Di Susanne Dickl. Qantara (06/06/2014). Traduzione e sintesi di Claudia Avolio.

In copertina, “Card for Syrian Children”, di Diala Brisly

Zoom 09 giu Arte Siria Diala Brisly
L’artista siriana Diala Brisly

L’artista siriana Diala Brisly, che ha lasciato la Siria circa un anno fa e ora vive e lavora ad Istanbul, spiega come sebbene siano rimasti pochi artisti in Siria la scena artistica siriana sta fiorendo fuori dal Paese.

I risultati delle elezioni presidenziali tenute in Siria in mezzo alla guerra non sono una conclusione scontata?

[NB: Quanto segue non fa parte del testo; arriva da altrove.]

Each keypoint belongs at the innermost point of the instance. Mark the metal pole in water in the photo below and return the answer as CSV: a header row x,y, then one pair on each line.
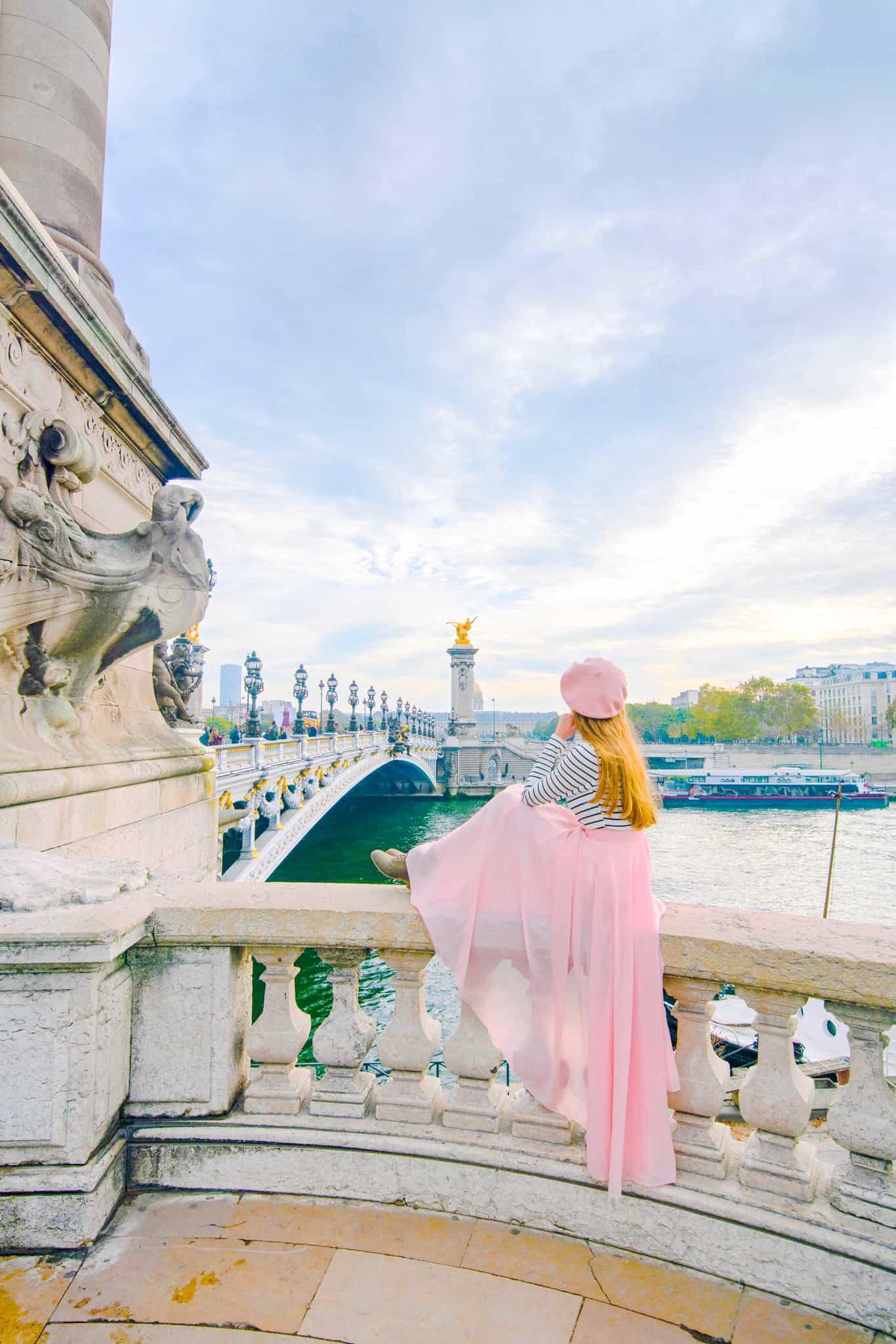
x,y
833,846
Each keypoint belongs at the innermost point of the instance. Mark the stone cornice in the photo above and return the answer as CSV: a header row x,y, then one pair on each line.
x,y
49,304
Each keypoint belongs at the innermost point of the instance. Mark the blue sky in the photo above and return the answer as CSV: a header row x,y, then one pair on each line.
x,y
575,318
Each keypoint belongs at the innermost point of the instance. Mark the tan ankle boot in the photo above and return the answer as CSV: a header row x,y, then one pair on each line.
x,y
391,863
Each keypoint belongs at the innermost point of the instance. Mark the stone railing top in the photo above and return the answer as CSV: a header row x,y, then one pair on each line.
x,y
747,948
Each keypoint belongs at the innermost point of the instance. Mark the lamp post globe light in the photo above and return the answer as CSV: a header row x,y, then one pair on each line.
x,y
300,691
255,687
331,699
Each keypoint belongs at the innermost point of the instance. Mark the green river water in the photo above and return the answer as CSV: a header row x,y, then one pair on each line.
x,y
766,860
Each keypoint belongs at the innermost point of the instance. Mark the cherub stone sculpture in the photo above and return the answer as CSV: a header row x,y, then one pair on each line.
x,y
73,601
169,698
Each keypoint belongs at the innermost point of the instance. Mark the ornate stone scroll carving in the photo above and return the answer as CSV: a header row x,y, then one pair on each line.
x,y
74,601
171,702
31,881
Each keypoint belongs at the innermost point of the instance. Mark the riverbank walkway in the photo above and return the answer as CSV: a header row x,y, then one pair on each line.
x,y
209,1268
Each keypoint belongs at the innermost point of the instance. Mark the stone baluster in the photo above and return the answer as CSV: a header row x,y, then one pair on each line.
x,y
863,1118
777,1099
702,1144
478,1101
407,1045
533,1120
343,1041
277,1086
246,828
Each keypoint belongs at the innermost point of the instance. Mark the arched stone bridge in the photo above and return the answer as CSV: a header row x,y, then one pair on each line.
x,y
295,782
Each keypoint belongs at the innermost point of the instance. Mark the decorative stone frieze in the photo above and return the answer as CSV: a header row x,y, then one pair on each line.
x,y
34,881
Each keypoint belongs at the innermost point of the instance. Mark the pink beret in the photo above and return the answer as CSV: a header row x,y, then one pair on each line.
x,y
596,688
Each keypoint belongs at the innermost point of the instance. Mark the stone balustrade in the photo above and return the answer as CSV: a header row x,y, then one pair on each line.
x,y
257,754
816,1225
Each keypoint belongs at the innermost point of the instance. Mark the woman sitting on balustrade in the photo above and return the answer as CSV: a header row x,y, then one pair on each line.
x,y
546,917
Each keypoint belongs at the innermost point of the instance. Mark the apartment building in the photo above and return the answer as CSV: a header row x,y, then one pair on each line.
x,y
852,699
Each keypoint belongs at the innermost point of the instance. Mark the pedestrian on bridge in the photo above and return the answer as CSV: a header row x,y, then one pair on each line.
x,y
547,919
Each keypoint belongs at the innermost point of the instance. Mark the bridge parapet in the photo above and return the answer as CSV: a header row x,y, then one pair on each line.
x,y
779,1210
293,782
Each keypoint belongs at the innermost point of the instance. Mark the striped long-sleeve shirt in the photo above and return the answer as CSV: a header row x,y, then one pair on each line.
x,y
570,776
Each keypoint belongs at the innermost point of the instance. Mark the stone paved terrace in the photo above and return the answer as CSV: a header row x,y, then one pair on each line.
x,y
210,1268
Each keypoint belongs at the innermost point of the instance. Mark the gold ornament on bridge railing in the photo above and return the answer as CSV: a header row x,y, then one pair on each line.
x,y
462,631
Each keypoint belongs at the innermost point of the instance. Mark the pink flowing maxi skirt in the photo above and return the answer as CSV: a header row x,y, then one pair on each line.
x,y
551,933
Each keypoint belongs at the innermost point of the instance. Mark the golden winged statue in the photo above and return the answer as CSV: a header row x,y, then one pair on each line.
x,y
462,631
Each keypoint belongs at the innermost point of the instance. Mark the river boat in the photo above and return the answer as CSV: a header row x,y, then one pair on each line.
x,y
786,787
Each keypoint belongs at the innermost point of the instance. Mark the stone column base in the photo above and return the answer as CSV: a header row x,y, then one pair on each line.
x,y
476,1104
865,1187
46,1208
779,1164
344,1093
702,1145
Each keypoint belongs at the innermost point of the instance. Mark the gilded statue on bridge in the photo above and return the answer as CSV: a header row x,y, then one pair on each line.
x,y
462,631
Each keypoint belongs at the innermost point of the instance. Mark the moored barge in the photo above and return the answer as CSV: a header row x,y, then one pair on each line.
x,y
786,787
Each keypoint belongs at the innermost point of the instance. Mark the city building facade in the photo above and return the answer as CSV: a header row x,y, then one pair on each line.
x,y
852,699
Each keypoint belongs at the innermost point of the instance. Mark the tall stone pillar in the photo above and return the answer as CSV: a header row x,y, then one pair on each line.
x,y
462,688
54,75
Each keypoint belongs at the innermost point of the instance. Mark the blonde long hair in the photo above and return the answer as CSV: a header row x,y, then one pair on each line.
x,y
624,778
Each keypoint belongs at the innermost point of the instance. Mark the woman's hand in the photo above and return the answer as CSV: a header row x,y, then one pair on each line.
x,y
566,727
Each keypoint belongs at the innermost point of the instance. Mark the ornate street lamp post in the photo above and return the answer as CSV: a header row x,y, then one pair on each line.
x,y
331,699
300,691
255,687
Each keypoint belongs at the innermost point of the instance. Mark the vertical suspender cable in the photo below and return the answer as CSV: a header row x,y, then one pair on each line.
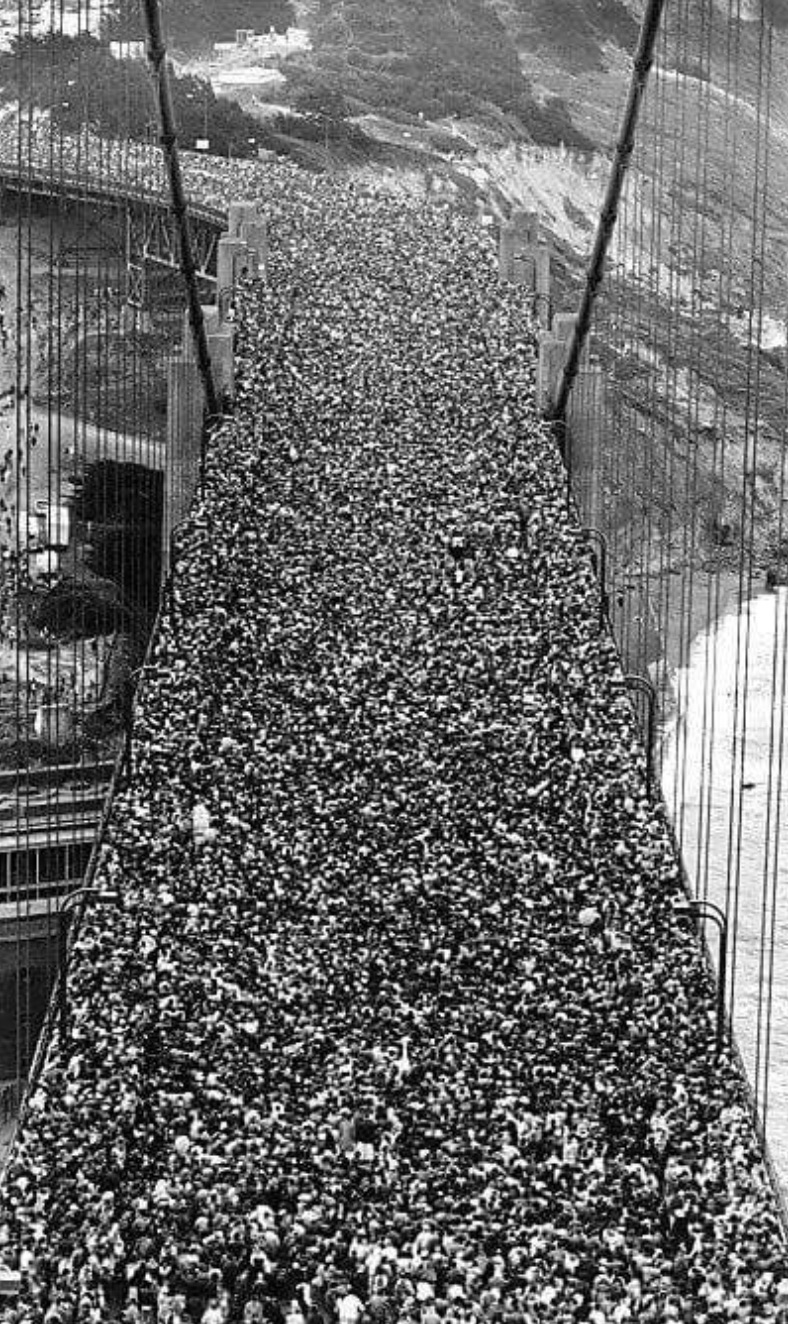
x,y
609,213
158,58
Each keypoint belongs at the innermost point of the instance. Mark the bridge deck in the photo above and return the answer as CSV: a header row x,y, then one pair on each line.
x,y
396,1006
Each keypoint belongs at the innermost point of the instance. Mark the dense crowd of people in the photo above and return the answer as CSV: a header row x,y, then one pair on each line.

E chi dovrebbe votare? La gente muore ogni giorno, vive in case distrutte, in campi profughi. E il governo ne chiede il voto? Dicono alla gente che vive rifugiata in Libano che se non votano per Assad non potranno tornare in Siria: questo non avviene in una democrazia. Non si tratta di vere elezioni, somigliano più a un gioco che non ha nulla a che vedere con la realtà.

Ci sono ancora artisti che lavorano in Siria?

Sì ma sono pochi, e chi fa sentire la propria voce lo fa sotto pseudonimo, perché è troppo pericoloso. Per gran parte dei siriani, l’arte non è più una priorità, ormai è un lusso. Solo nella piccola Kafranbel hanno ancora un teatro e un centro culturale e l’arte viene usata per mandare messaggi all’esterno. Ma fuori dalla Siria è tutta un’altra cosa: lì la scena artistica siriana è anche meglio di prima.

Come mai?

Prima della rivoluzione, non sapevo che ci fossero così tanti artisti nel nostro Paese, non avevamo una rete tra noi. Ora ci incontriamo liberamente e diamo vita alla nostra rivoluzione artistica, non abbiamo più paura di parlare.

Come si è evoluta la scena artistica siriana attraverso l’esilio?

Alla gente manca la Siria, e se prima gli artisti erano spesso influenzati dall’Occidente, ora lo sono per esempio dalla musica tradizionale siriana, che però mescolano al rock, soprattutto ai Pink Floyd – noi li amiamo! Hanno scritto canzoni di rivoluzione. In Libano ora ci sono molti gruppi, concerti e festival che vedono coinvolta la musica siriana.

Dunque ora l’arte siriana è più varia rispetto a com’era prima?

Sì e sarà ancora meglio quando tutto sarà finito. Ci vorrà del tempo, forse anche 10 anni, ma un giorno la pace arriverà. Io credo nei bambini siriani, sono il futuro e costruiranno la Siria, ecco perché lavoro con loro nei campi profughi.

Che attività svolgi coi bambini?

Sto lavorando a un libro illustrato. Inoltre a Beirut ci sarà anche un workshop artistico pensato per i bambini dei campi profughi per aiutarli ad esprimere come si sentono in questa situazione. Sto pensando di trasferirmi proprio a Beirut, con un po’ di amici vorremmo avviare una biblioteca per bambini. Sento che sarei più utile lì che non qui a Istanbul.